The Institute had before it the statistical tables in the annual report of the Commissioner of Indian Affairs showing the number of Indians in the United States and their distribution. It was extremely fortunate, too, in the fact that Dr. Laurence F. Schmeckebier, of the permanent staff of the Institute, already had nearing completion a descriptive monograph on the Office of Indian Affairs, covering its history, activities, organization, plant, basic law, and finances, one of the series of service monographs being prepared by the Institute for each of the important units of the government service. [1] Dr. Schmeckebier, an experienced statistician, had compiled for this monograph a great body of statistical data which was available for the use of the survey staff. For this monograph a bibliography had already been prepared. The bibliographer of the Institute, Mrs. Sophy H. Powell, therefore, was already prepared promptly to gather for the survey staff an effective working library.

According to the statistics in the report of the Commissioner of Indian Affairs, which in part are compiled by the Office of Indian Affairs and in part are taken from the report of the Census Bureau, [2] the Indian population numbers approximately 325,000, excluding the Freedmen and the inter-married whites of the Five Civilized Tribes, with both of which non-Indian groups the Service had something to do. If they are included the number approximates 350,000.

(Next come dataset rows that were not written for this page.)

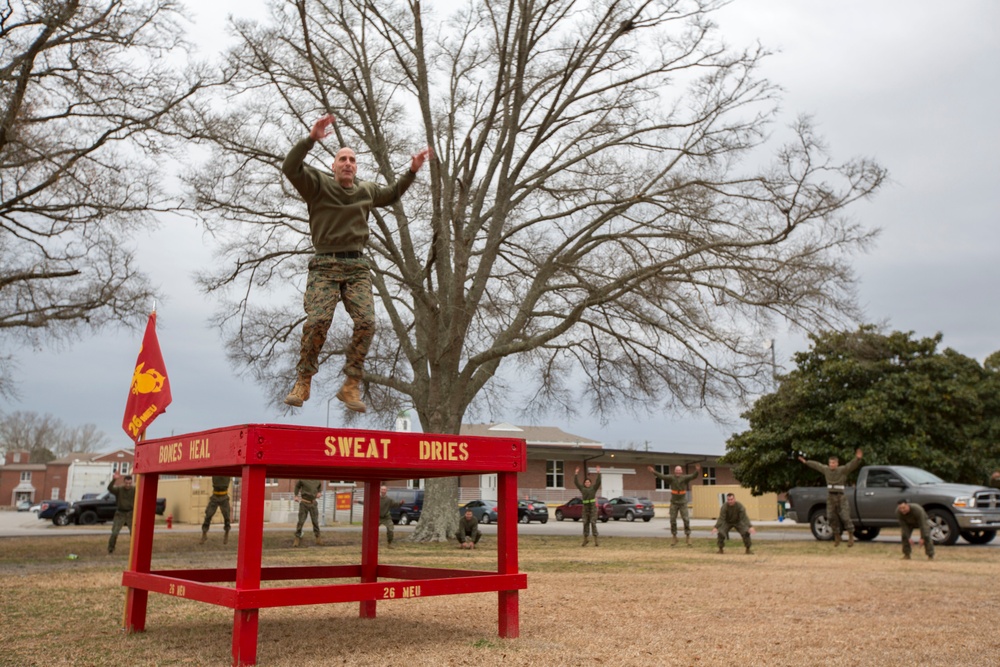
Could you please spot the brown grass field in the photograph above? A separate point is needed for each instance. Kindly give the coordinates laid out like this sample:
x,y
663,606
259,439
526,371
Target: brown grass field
x,y
628,602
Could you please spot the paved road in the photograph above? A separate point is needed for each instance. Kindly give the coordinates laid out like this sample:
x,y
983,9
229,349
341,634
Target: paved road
x,y
24,524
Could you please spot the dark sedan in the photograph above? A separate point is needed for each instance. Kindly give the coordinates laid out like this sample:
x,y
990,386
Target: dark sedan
x,y
485,511
574,509
529,510
631,508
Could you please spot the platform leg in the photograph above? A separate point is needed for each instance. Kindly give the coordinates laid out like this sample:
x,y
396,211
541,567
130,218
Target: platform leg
x,y
140,550
508,610
369,543
248,557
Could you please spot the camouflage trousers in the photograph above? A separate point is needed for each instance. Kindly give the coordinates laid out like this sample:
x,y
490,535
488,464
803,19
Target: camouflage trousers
x,y
331,280
679,508
724,535
222,504
122,519
387,522
309,509
589,518
906,531
838,513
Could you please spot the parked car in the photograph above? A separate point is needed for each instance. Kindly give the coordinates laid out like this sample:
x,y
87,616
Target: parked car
x,y
631,508
529,510
99,510
409,511
49,509
574,509
485,511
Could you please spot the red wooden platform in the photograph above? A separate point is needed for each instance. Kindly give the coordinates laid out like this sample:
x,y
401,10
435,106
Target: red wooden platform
x,y
254,452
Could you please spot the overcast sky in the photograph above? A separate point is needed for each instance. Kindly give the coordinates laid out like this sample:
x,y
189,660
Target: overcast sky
x,y
912,83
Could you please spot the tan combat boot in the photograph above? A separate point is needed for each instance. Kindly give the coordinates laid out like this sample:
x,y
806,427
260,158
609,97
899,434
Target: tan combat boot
x,y
300,392
351,395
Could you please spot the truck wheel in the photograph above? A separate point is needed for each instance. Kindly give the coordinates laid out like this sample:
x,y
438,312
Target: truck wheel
x,y
821,527
978,536
866,534
944,528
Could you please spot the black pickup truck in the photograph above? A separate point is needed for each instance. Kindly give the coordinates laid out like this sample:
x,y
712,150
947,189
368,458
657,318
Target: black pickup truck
x,y
98,510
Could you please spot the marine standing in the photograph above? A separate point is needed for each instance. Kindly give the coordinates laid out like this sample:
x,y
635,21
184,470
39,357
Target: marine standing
x,y
468,531
338,207
912,517
838,512
732,515
588,494
306,493
124,494
219,500
385,505
678,499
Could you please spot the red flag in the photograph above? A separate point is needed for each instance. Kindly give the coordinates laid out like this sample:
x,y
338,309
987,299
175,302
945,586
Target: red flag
x,y
149,394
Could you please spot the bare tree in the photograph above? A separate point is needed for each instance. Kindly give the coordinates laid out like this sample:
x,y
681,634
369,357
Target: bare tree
x,y
46,437
598,224
85,85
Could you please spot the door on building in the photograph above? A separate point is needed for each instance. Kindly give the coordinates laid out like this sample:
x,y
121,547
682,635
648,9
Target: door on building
x,y
612,484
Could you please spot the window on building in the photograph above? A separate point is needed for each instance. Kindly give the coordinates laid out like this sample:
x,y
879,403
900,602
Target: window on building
x,y
554,475
663,469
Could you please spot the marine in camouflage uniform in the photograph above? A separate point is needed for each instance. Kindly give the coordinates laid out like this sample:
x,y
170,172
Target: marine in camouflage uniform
x,y
385,505
338,207
306,492
468,531
838,511
678,499
124,502
219,500
732,515
912,516
588,494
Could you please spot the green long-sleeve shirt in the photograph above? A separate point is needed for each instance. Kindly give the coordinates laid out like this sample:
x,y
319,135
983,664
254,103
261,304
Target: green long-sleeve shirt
x,y
678,485
588,494
733,516
916,519
836,476
124,496
308,489
338,216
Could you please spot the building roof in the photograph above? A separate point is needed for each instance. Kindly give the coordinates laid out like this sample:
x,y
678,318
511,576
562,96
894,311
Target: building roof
x,y
533,435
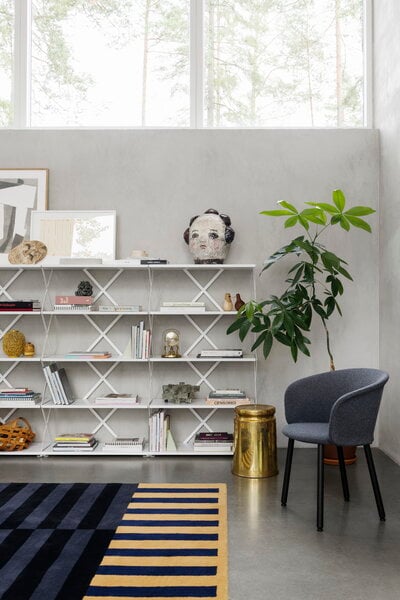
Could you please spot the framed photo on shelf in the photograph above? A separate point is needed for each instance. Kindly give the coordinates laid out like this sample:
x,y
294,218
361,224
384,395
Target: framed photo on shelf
x,y
76,233
21,192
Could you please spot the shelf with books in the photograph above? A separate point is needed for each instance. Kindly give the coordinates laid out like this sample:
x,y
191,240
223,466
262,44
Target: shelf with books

In this figure of 350,000 are included 101,506 of the Five Civilized Tribes, of which 75,519 are Indians by blood, 23,405 Freedmen, and 2582 inter-married whites. Among the 75,519 Indians by blood are many who have so small an admixture of Indian blood and who are so far advanced in their social and economic status that they do not enter into the real Indian problem. The figures

  1. ↑ This monograph is now published as β€œThe Office of Indian Affairs,” 591 pp., Service Monograph No. 48, Institute for Government Research. The Johns Hopkins Press, 1927. It is purely descriptive in character and is based on a study of the documentary material and the general literature. This monograph, with the present survey report, gives a fairly complete study of the Indian Service.
  2. ↑ The Indian Service compiles figures only for the states in which it operates. For other states it accepts census figures. For Indian Service states there is a discrepancy between the Indian Office and the Census Bureau figures. For the figures of the two organizations by states and for a discussion of the discrepancy see Schmeckebier, Office of Indian Affairs, pp. 310-12.